Say we have a sphere with 10% of it's surface area painted in blue and the remaining 90% red. We want to show that, no matter how the sphere is painted, we can always inscribe a cube inside such that it's 8 corners (vertices) are all touching red.


Formalizing this in terms of probabilities, we operate over the space $\Omega$ of all possible sphere paintings. We know that if we randomly placed a vertex $i$, the chance of it being red is $\mathbb{P}(R_i) = 0.9$ and similarly $\mathbb{P}(B_i) = 0.1$. Thus we can state our problem as: $$ \begin{align} \mathbb{P}\left(\bigcap^8_{i=1} R_i \right) &= 1 - \mathbb{P}\left(\bigcup^8_{i=1} B_i \right) \\ &\geq 1- \sum_{i=1}^8 \mathbb{P}(B_i) \\ &= 1 - 8 \cdot 0.1 \\ &= 0.2 \\ &\neq 0 \iff \bigcap^8_{i=1} R_i \in \Omega \end{align} $$ In other words, we showed that some event (with the property of having all 8 vertices be red) is non-zero. This works because to show that some specific element $\omega \in \Omega$, it is sufficient to show that there exists a probability distribution $p$ over $\Omega$ where $p(\omega) > 0$. This follows from the fact that if $\omega \not\in \Omega$ then $p(\omega) = p(\varnothing) = 0$. This proof technique is called The Probabilistic Method and notably non-constructive: given the sphere's blue coloring, it does not show how to orient a cube, rather, it shows that there exists some orientation regardless of the exact blue locations.

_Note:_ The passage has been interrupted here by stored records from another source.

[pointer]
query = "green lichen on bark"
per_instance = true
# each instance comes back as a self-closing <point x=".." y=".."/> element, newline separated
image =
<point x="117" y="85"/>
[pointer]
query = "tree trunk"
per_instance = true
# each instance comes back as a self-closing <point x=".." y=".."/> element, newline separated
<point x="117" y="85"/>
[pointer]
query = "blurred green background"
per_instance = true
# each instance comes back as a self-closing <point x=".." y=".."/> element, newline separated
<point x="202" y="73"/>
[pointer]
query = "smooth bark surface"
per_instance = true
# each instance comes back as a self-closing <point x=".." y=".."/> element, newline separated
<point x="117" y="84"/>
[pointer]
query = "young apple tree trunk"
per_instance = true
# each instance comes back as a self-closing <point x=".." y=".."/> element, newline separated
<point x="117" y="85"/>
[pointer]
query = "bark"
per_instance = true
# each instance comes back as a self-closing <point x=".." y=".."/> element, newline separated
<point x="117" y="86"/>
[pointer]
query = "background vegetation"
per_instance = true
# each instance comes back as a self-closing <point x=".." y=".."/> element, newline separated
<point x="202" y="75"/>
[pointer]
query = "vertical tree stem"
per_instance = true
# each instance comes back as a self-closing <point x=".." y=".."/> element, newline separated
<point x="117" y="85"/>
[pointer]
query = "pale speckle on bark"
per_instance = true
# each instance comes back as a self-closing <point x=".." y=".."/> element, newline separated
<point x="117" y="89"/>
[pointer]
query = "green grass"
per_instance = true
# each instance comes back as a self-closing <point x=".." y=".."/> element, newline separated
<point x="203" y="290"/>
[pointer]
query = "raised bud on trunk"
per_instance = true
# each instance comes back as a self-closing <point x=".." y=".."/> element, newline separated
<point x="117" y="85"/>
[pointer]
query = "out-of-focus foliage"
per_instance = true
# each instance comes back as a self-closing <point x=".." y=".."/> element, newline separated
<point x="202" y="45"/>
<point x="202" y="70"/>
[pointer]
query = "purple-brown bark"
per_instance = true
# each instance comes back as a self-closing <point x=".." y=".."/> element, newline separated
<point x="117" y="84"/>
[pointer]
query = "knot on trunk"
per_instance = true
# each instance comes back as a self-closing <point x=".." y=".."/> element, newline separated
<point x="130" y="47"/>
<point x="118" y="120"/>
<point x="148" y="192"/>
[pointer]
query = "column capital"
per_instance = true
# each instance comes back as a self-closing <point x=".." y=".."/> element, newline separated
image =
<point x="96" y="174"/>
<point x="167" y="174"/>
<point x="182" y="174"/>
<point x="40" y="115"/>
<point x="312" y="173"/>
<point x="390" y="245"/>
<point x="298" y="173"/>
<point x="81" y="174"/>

Talking around, Aidan (cowboy hat) came up with another proof. Essentially, each of the eight points correspond to an octant with $100/8 = 12.5\%$ surface area. And as any $c\%$ is painted in any single octant, the other seven will be similarly constrained: there will be a corresponding $c\%$ 'implicitly painted' in all others such that placing a vertex in this area will result in at least one other vertex to be blue. Thus we can view the problem as an issue of covering an octant's $12.5\%$ surface area given $10\%$ blue -- impossible! The proof is a tad handwavy, but gives a sense of how we could collapse the octants to reveal the (minimally $2.5\%$) remaining red area and thus construct a valid orientation.